No creo que tanta perversidad pueda imputarse al fútbol con algún fundamento de causa. No
niego que el fútbol empieza por gustarme, y mucho, sin que eso me provoque el menor
remordimiento ni la sensación de estar traicionando a nada ni a nadie, confeso consumidor del
opio de los pueblos. Me gusta el fútbol, sí, la guerra y la fiesta del fútbol, y me gusta compartir
euforias y tristezas en las tribunas con millares de personas que no conozco y con las que me
identifico fugazmente en la pasión de un domingo de tarde. ¿Desahogo de una agresividad
reprimida en el curso de la semana? ¿Merece uno el sillón del psicoanalista? ¿O bien se ha
sumado uno a las fuerzas de la contrarrevolución? Los hinchas somos inocentes. Inocentes,
incluso, de las porquerías del profesionalismo, la compra y la venta de los hombres y las
emociones.
Con ninguna otra actividad nos sentimos tan identificados los hombres de la cuenca del Plata, y
muy particularmente los orientales. En el estilo y la “garra” de algunos jugadores, sobrevivientes
de la época de oro en que se jugaba “con todo”, reconocemos de algún modo un estilo nacional,
con sus rasgos negativos y positivos, la “viveza” muchas veces cochina tanto como la firmeza y la
imaginación, la manera de plantarse en la cancha y la fracción de segundo que demora un
delantero en escapar por el costado donde no se le espera, abrir la brecha y meter el gol. Los
uruguayos tenemos motivos de sobra para desear que la “garra” legendaria de nuestros jugadores
se proyecte más allá de las canchas sobre el asfalto de la ciudad y la desolada inmensidad del
campo: que el heroísmo nazca de los grandes compromisos sociales y políticos. Pero no es culpa
del fútbol que sólo en el fútbol esa “garra” ofrezca, o haya ofrecido, resultados concretos, como
no es culpa del fútbol que haya sido por el fútbol que el Uruguay adquirió cierta relevancia
internacional o por lo menos nombre propio en el mapa del mundo. Recuerdo que desde los
balcones de Época mirábamos en 1966 la impresionante manifestación con que el pueblo
celebraba la victoria de Peñarol en la Copa Mundial de Clubes. Recuerdo que discutimos.
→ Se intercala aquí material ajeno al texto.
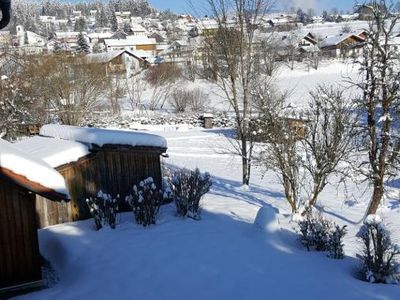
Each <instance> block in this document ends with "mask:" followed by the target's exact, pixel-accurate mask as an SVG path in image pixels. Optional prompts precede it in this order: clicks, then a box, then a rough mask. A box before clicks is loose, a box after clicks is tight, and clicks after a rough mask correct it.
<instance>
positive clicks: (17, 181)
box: [0, 139, 69, 200]
mask: <svg viewBox="0 0 400 300" xmlns="http://www.w3.org/2000/svg"><path fill="white" fill-rule="evenodd" d="M0 173H1V174H3V175H5V176H7V177H8V178H10V179H12V180H13V181H15V182H17V183H18V184H20V185H21V186H24V187H25V188H28V189H29V190H32V191H34V192H35V193H38V194H41V195H44V196H45V197H51V198H53V199H54V198H55V199H59V200H61V199H69V194H68V189H67V187H66V185H65V181H64V178H63V177H62V176H61V174H60V173H58V172H57V171H56V170H54V169H53V168H52V167H51V166H50V165H48V164H47V163H45V162H44V161H42V160H40V159H36V158H33V157H31V156H30V155H29V154H28V153H25V152H23V151H22V150H19V149H18V148H16V147H15V146H14V145H13V144H11V143H9V142H7V141H5V140H3V139H0Z"/></svg>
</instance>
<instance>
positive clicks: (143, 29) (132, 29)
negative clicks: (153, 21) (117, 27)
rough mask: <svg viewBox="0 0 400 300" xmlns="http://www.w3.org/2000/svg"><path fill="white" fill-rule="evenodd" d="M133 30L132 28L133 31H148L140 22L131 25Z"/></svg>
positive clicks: (143, 31)
mask: <svg viewBox="0 0 400 300" xmlns="http://www.w3.org/2000/svg"><path fill="white" fill-rule="evenodd" d="M131 30H132V31H133V32H146V31H147V30H146V28H144V27H143V26H142V25H140V24H135V23H133V24H132V25H131Z"/></svg>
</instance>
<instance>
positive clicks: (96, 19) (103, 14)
mask: <svg viewBox="0 0 400 300" xmlns="http://www.w3.org/2000/svg"><path fill="white" fill-rule="evenodd" d="M96 25H97V26H98V27H106V26H107V25H108V19H107V16H106V13H105V11H104V8H103V7H102V8H101V9H100V11H98V12H97V14H96Z"/></svg>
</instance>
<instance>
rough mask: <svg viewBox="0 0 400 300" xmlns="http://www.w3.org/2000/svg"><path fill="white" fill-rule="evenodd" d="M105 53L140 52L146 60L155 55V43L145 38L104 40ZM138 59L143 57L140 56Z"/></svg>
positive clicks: (128, 38) (134, 37) (156, 44)
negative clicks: (144, 56)
mask: <svg viewBox="0 0 400 300" xmlns="http://www.w3.org/2000/svg"><path fill="white" fill-rule="evenodd" d="M104 45H105V49H106V51H115V50H117V51H118V50H129V51H133V52H137V51H139V52H141V53H142V54H144V55H145V57H146V58H148V57H151V56H156V55H157V42H156V40H155V39H150V38H148V37H146V36H127V37H126V39H105V40H104ZM140 57H143V56H142V55H141V56H140Z"/></svg>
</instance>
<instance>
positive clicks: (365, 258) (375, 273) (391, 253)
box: [358, 215, 400, 283]
mask: <svg viewBox="0 0 400 300" xmlns="http://www.w3.org/2000/svg"><path fill="white" fill-rule="evenodd" d="M358 236H359V237H360V238H361V240H362V243H363V248H364V249H363V253H362V255H359V258H360V259H361V261H362V271H363V273H364V274H365V279H366V280H367V281H369V282H371V283H399V281H400V272H399V269H398V268H399V265H398V263H396V261H395V259H396V257H397V256H398V255H399V254H400V247H399V246H397V245H395V244H393V243H392V241H391V238H390V233H389V231H388V230H387V229H386V227H385V226H384V224H383V223H382V219H381V218H380V217H379V216H377V215H369V216H368V217H367V218H366V219H365V222H364V225H363V226H362V227H361V230H360V232H359V233H358Z"/></svg>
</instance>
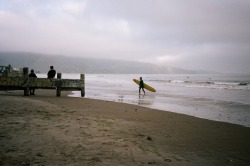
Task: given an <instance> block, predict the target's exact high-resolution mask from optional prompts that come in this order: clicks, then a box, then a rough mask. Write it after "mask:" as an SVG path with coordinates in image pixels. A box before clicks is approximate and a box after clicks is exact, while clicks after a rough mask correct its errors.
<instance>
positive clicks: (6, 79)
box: [0, 67, 85, 97]
mask: <svg viewBox="0 0 250 166" xmlns="http://www.w3.org/2000/svg"><path fill="white" fill-rule="evenodd" d="M22 73H23V74H22V76H21V77H20V76H15V77H10V76H6V75H3V76H0V90H24V95H25V96H29V89H30V88H36V89H55V90H56V96H61V91H81V96H82V97H84V96H85V75H84V74H80V79H62V74H61V73H57V78H51V79H47V78H32V77H29V69H28V68H27V67H24V68H23V72H22Z"/></svg>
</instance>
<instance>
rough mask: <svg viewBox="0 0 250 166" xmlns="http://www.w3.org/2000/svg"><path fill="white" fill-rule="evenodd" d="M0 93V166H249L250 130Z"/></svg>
mask: <svg viewBox="0 0 250 166" xmlns="http://www.w3.org/2000/svg"><path fill="white" fill-rule="evenodd" d="M36 94H37V95H35V96H28V97H24V96H23V91H8V92H4V91H1V92H0V105H1V107H0V165H51V166H52V165H53V166H54V165H243V166H244V165H250V141H249V140H250V128H247V127H243V126H239V125H233V124H228V123H223V122H216V121H210V120H205V119H199V118H195V117H191V116H187V115H181V114H177V113H171V112H167V111H159V110H155V109H149V108H144V107H140V106H136V105H129V104H124V103H115V102H110V101H101V100H93V99H87V98H72V97H68V96H67V95H68V93H67V92H64V93H63V94H62V96H61V97H55V91H53V90H51V91H48V90H37V91H36Z"/></svg>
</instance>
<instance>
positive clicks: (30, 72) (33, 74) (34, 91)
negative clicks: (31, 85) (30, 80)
mask: <svg viewBox="0 0 250 166" xmlns="http://www.w3.org/2000/svg"><path fill="white" fill-rule="evenodd" d="M29 77H31V78H37V76H36V74H35V72H34V70H33V69H31V70H30V74H29ZM35 90H36V89H35V88H34V87H30V95H35Z"/></svg>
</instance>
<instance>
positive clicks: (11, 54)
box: [0, 52, 207, 74]
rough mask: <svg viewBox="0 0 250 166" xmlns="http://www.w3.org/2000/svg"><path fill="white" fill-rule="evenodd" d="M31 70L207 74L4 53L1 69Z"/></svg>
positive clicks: (125, 73) (47, 57) (160, 66)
Yo
también hubiera preferido una manifestación tan multitudinaria y estridente por la tierra que los
cañeros reclamaron en vano o contra la política económica que el imperialismo nos impuso para
comernos mejor. Pero la victoria de Peñarol no era culpable de las derrotas de la izquierda: ojalá la
izquierda fuera también capaz de ganar 4 a 2 cuando, faltando pocos minutos para el fin, todo
parece perdido.
* Este texto, originariamente titulado “Prólogo de pocas palabras”, abría una antología de relatos
sobre fútbol que preparó Eduardo Galeano para la editorial Arca, en 1968. El volumen reunía,
entre otros, a autores como Albert Camus, Mario Benedetti, Horacio Quiroga y Juan José Morosoli.